Given are three squares of side lengths $a$, $b$ and $c$ with $a>b>c$. Construct (with compass and straightedge) a square of the area $a^2-b^2-c^2$!
I have thought about "cutting" the two smaller squares into pieces and arranging them inside the big square in such a way that the space left is a square, too.
Do you have any ideas?
I have actually found out myself now and it is a lot easier than the answer given below.
Start with the square of the area $a^2$. Construct a semicircle towards its outside on one of its edges, say $AB$ and then construct a circle with radius $b$ and with centre $B$. Point $C$ should be the point of intersection of the circle and the semicircle. Then ABC is rectangular and Pythagoras tells us that $$|AC|^2=a^2-b^2.$$
Repeat this process now putting the square of area $a^2-b^2$ on the hypotenuse and the one of area $c$ on one of the legs. Then the square on the other leg has area $a^2-b^2-c^2$, as desired.

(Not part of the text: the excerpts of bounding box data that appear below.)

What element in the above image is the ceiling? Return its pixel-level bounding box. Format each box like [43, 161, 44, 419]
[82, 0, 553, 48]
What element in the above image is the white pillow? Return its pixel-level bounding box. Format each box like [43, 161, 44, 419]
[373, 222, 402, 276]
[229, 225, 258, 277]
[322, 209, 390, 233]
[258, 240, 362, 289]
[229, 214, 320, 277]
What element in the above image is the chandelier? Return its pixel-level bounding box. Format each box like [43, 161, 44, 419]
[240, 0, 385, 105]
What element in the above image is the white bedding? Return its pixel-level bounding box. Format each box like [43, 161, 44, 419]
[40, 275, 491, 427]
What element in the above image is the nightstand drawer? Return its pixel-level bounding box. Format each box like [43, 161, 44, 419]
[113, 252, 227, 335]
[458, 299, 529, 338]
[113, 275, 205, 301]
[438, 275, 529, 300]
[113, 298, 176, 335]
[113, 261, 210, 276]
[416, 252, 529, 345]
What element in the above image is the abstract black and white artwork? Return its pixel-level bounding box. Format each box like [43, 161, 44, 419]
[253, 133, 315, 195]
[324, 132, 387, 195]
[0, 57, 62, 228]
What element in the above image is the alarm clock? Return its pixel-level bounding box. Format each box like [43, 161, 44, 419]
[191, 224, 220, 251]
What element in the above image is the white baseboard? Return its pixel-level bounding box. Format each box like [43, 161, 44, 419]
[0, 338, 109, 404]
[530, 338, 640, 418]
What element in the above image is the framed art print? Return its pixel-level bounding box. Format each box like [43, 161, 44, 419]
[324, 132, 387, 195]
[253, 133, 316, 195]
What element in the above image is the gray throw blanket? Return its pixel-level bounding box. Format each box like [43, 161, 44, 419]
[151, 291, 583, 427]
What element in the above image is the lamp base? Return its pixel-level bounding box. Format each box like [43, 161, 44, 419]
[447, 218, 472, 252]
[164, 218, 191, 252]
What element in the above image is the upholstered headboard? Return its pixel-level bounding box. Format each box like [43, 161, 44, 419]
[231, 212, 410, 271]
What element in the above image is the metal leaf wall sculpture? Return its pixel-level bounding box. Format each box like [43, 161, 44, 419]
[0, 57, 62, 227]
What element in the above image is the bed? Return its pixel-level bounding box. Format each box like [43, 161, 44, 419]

We can measure $a$ and $b$ in units of $c$. You can use similar triangles to get segments of length $(\frac ac)^2$ and $(\frac bc)^2$, then can subtract to get $(\frac ac)^2-(\frac bc)^2-1$, then follow this question to get $\sqrt{(\frac ac)^2-(\frac bc)^2-1}$
Hint:
It is an application of the law of cosines. This figure is from wikipedia, and (changing $c$ and $a$ with respect to your question) shows that $c^2-a^2-b^2=-2ab\cos \gamma$
The two parallelograms of area $-2ab\cos \gamma$ can be transformed in a rectangle of sides $b$ and $d=|2a\cos \gamma|$, and this rectangle can be transformed in a square with a classical construction (that you can find here).